Dans le territoire de Kahemba, situé dans la province du Kwango, le secteur de l’éducation traverse une crise sérieuse depuis plus d’une semaine. Les écoles primaires fonctionnent au ralenti avec une paralysie presque totale des activités, conséquence du manque de fournitures scolaires et de l’absence de financement régulier.
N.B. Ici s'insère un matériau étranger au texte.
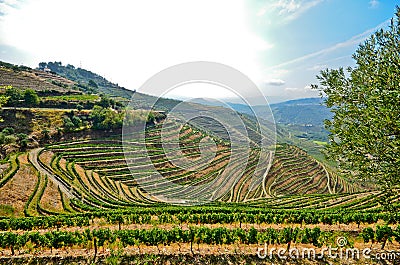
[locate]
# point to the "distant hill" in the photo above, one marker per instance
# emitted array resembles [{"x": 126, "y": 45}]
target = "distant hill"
[
  {"x": 306, "y": 111},
  {"x": 300, "y": 118},
  {"x": 88, "y": 80},
  {"x": 23, "y": 77}
]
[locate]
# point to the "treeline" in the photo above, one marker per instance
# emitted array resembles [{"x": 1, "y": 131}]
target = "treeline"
[{"x": 193, "y": 235}]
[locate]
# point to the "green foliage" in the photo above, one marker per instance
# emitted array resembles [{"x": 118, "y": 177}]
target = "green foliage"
[
  {"x": 14, "y": 95},
  {"x": 105, "y": 102},
  {"x": 8, "y": 131},
  {"x": 31, "y": 98},
  {"x": 106, "y": 118},
  {"x": 365, "y": 130},
  {"x": 93, "y": 84},
  {"x": 9, "y": 139}
]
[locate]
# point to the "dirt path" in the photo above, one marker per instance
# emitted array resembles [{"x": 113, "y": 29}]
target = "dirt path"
[{"x": 34, "y": 160}]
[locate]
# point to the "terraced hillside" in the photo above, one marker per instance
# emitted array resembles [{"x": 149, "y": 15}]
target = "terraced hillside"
[
  {"x": 37, "y": 80},
  {"x": 92, "y": 174}
]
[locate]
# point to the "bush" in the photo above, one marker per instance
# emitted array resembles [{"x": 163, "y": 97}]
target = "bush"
[
  {"x": 8, "y": 131},
  {"x": 9, "y": 139}
]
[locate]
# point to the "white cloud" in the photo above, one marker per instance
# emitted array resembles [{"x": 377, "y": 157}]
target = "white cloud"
[
  {"x": 275, "y": 82},
  {"x": 133, "y": 40},
  {"x": 287, "y": 10},
  {"x": 355, "y": 40},
  {"x": 373, "y": 3}
]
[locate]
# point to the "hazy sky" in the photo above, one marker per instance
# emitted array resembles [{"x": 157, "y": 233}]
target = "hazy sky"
[{"x": 280, "y": 44}]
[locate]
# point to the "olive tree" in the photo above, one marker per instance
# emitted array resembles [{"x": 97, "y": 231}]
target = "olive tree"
[{"x": 365, "y": 100}]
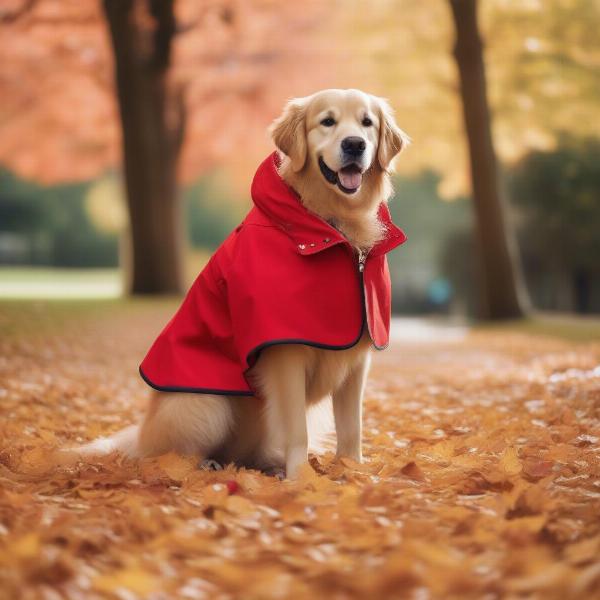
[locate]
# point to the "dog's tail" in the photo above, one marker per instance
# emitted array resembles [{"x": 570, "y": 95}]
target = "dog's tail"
[
  {"x": 125, "y": 442},
  {"x": 193, "y": 425}
]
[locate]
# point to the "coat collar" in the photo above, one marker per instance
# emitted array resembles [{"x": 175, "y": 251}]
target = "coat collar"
[{"x": 310, "y": 233}]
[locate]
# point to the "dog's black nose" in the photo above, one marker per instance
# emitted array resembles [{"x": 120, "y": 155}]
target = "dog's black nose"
[{"x": 354, "y": 145}]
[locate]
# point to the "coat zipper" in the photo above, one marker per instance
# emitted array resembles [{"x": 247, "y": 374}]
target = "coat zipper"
[{"x": 362, "y": 259}]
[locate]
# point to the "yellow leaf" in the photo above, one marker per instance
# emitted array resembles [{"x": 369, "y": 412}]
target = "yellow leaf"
[
  {"x": 26, "y": 547},
  {"x": 509, "y": 461},
  {"x": 177, "y": 467},
  {"x": 135, "y": 579}
]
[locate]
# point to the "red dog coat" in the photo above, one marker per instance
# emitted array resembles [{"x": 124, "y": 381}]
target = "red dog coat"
[{"x": 284, "y": 276}]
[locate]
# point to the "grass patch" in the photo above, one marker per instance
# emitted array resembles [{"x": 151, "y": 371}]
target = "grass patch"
[{"x": 573, "y": 328}]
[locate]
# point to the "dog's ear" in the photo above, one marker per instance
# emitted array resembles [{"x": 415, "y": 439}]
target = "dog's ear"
[
  {"x": 392, "y": 140},
  {"x": 289, "y": 133}
]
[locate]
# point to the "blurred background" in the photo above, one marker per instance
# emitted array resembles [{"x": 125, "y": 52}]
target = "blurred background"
[{"x": 130, "y": 131}]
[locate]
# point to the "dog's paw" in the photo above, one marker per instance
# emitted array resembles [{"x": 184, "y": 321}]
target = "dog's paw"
[{"x": 208, "y": 464}]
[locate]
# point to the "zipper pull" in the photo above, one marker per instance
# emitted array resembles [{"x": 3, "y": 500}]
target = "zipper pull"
[{"x": 362, "y": 257}]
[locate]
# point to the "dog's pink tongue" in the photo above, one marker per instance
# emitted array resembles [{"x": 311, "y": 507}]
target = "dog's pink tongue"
[{"x": 350, "y": 180}]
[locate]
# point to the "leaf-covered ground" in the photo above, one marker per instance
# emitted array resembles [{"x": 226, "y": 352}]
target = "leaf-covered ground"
[{"x": 481, "y": 480}]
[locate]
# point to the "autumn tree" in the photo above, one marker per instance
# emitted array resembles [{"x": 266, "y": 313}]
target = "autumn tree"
[
  {"x": 196, "y": 84},
  {"x": 153, "y": 120},
  {"x": 501, "y": 293}
]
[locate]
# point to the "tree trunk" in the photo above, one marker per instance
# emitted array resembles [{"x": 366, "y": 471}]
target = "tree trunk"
[
  {"x": 152, "y": 127},
  {"x": 501, "y": 293}
]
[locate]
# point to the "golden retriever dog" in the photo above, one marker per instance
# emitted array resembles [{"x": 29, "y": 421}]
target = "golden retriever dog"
[{"x": 337, "y": 148}]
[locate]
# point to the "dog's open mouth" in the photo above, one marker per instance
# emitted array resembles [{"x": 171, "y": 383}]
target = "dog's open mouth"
[{"x": 348, "y": 178}]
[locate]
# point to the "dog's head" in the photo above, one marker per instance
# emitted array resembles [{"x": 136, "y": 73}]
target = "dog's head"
[{"x": 344, "y": 136}]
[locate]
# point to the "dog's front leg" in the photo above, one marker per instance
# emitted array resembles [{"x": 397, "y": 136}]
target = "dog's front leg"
[
  {"x": 347, "y": 411},
  {"x": 284, "y": 388}
]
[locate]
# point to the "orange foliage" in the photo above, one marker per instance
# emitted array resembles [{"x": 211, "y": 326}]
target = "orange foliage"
[
  {"x": 481, "y": 478},
  {"x": 238, "y": 61}
]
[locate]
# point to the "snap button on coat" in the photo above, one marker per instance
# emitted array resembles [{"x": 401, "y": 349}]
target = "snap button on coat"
[{"x": 265, "y": 286}]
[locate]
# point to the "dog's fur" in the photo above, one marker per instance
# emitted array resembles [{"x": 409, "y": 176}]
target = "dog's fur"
[{"x": 271, "y": 432}]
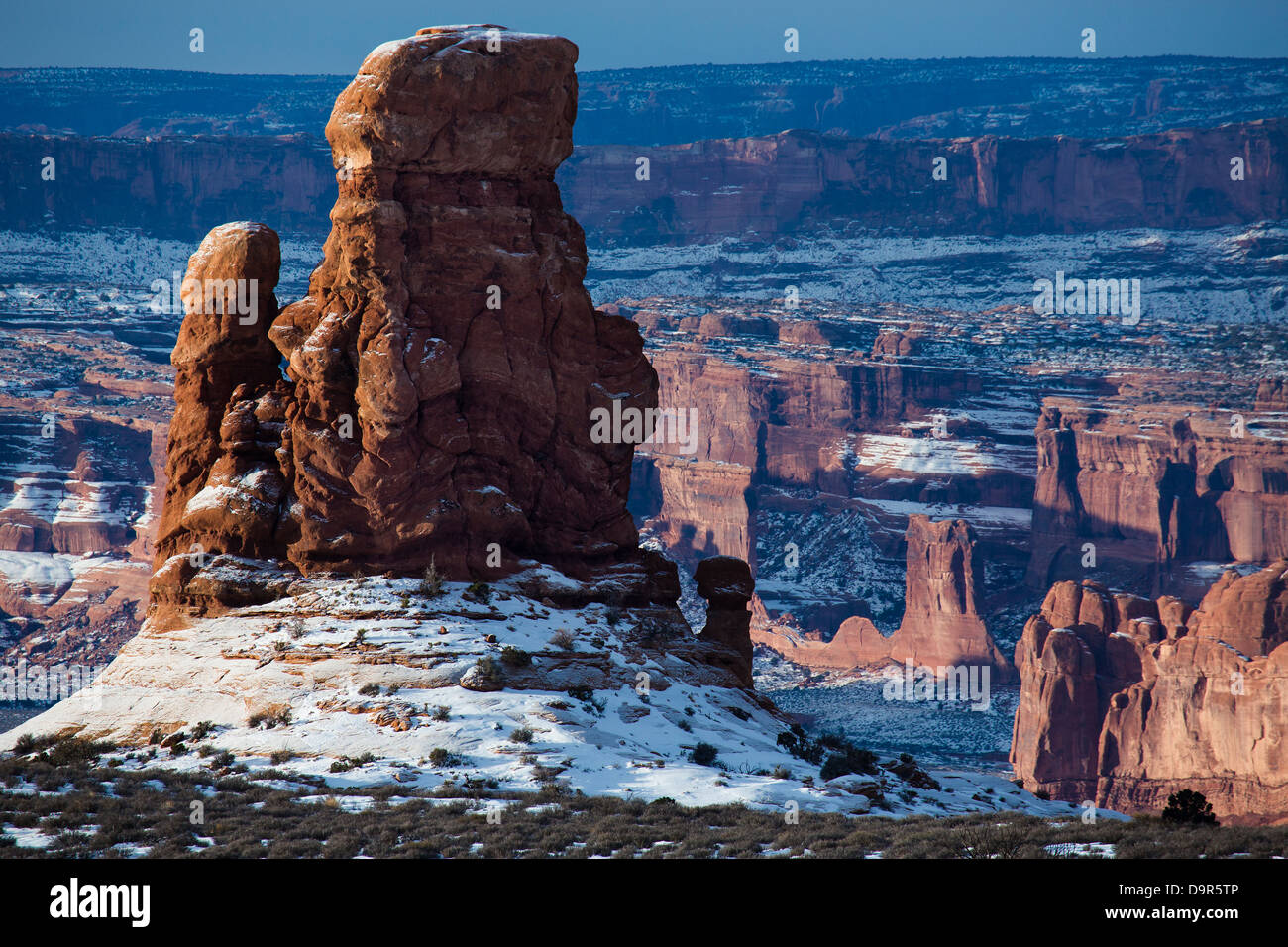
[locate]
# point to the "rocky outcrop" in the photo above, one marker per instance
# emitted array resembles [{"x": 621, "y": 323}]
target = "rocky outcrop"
[
  {"x": 793, "y": 182},
  {"x": 1126, "y": 699},
  {"x": 1154, "y": 486},
  {"x": 726, "y": 585},
  {"x": 443, "y": 369},
  {"x": 940, "y": 626}
]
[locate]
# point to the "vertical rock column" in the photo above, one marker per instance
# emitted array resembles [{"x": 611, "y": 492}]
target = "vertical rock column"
[
  {"x": 447, "y": 357},
  {"x": 223, "y": 487}
]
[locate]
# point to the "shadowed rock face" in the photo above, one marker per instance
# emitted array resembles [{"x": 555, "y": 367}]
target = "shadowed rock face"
[
  {"x": 449, "y": 321},
  {"x": 1126, "y": 699},
  {"x": 446, "y": 363},
  {"x": 1190, "y": 488}
]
Selon plusieurs sources locales, les établissements scolaires ainsi que les bureaux gestionnaires n’ont plus reçu de frais de fonctionnement depuis environ trois (3) mois. Cette situation bloque l’organisation des cours, fragilise la gestion administrative et détériore les conditions d’apprentissage des élèves.
La crise est encore plus visible du côté du personnel enseignant. Ce derniers dénonce le non paiement de trois (3) mois de salaire, des dysfonctionnements dans le système de bancarisation, ainsi que des prélèvements jugés injustifiés, notamment une retenue de 2.500Fc. Les enseignants évoquent également des difficultés liées à l’utilisation des cartes bancaires, souvent expirées ou invalides, ce qui complique l’accès aux rémunérations.
Face à cette situation, les enseignants menacent d’observer une grève dans les 48 heures si aucune solution n’est trouvée. Une telle action risquerait de perturber davantage le déroulement de l’année scolaire, notamment à l’approche des évaluations certificatives.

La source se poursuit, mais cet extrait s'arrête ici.